House Bill 1631 that would ban the use of red light camera system has officially been signed by Texas Governor Greg Abbott this month. This law bans red light cameras across the entire state of Texas, and would phase the cameras out of existence immediately in cities where contracts allow.
KVUE ABC reports that there are less than five cities in Texas that would be unable to get out of red light camera contracts early.
The Austin-based news station reports that Austin’s contract will be terminated at no-fault immediately. The physical red light cameras will still be up and in plain-sight, but the actual photo-enforced tickets you get in the mail will cease to exist straightaway.

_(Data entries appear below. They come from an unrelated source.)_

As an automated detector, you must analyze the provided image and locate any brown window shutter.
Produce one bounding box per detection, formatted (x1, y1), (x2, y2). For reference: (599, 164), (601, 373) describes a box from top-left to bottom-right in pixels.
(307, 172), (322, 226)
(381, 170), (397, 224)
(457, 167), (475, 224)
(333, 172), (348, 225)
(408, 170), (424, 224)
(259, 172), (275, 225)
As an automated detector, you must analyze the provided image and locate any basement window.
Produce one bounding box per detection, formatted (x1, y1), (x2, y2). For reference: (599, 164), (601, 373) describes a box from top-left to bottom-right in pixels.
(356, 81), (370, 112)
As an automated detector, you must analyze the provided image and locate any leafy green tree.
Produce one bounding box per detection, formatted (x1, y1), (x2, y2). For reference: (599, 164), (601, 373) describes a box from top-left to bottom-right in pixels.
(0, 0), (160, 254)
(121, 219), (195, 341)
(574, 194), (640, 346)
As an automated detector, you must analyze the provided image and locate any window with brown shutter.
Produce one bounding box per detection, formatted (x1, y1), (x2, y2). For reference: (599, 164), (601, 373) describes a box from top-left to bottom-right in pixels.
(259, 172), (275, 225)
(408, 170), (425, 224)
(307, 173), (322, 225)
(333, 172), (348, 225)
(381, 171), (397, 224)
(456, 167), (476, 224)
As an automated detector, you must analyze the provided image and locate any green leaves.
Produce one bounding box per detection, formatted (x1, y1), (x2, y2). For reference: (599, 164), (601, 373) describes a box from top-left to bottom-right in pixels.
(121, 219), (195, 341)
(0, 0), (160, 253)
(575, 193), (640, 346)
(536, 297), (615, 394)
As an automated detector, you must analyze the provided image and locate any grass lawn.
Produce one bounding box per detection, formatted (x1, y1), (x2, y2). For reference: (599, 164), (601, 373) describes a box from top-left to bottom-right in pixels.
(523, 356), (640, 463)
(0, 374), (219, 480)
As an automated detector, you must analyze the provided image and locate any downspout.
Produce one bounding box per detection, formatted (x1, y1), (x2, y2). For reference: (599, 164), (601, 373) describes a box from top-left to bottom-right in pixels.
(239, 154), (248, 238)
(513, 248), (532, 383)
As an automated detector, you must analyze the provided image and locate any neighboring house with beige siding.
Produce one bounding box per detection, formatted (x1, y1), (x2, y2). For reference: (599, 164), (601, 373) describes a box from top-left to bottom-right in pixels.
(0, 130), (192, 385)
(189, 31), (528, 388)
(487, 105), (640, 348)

A City of Austin spokesperson told KVUE ABC, “The City has directed our vendor to cease red light camera enforcement. Any traffic ticket photos taken after June 1st, 2019 shall be null or void.”
While this is good news for anyone who has run a red light after June 1st, Representative Ramon Romero urged the Senate and House last month to reconsider the ban of red light cameras, as he believes they still have a useful purpose in T-bone accident prevention.
“If you have any question about this vote and whether or not your vote is going to contribute, towards another death, make no mistake, because that’s exactly what you’re about to do,” said Romero, as reported by KVUE ABC.
Lawmakers arguing for the ban sighted red light cameras as unconstitutional because they place burden of proof of innocence on the driver, and concluded that they don’t stop drivers from driving through red lights.
In other cities across Texas, city officials have also turned off their cameras and have ceased handing out tickets.
The Dallas Morning News reports that Dallas, Duncanville, Fort Worth, Garland, Grand Prairie Irving and Plano have all turned off their cameras, and that Fort Worth and Garland are even denying payments from drivers who received fines in the weeks before the House Bill 1631 became law.
In Forth Worth alone, the red light cameras brough in $9.6 million in 2018, which The Dallas Morning News reports was being used for “funded traffic safety activities such as maintaining traffic signage, pavement markings, traffic signals, crosswalks and intersection lighting,”.
The city, and likely many cities in Texas, are looking at their budgets to make-up the money that will be lost from the red light cameras.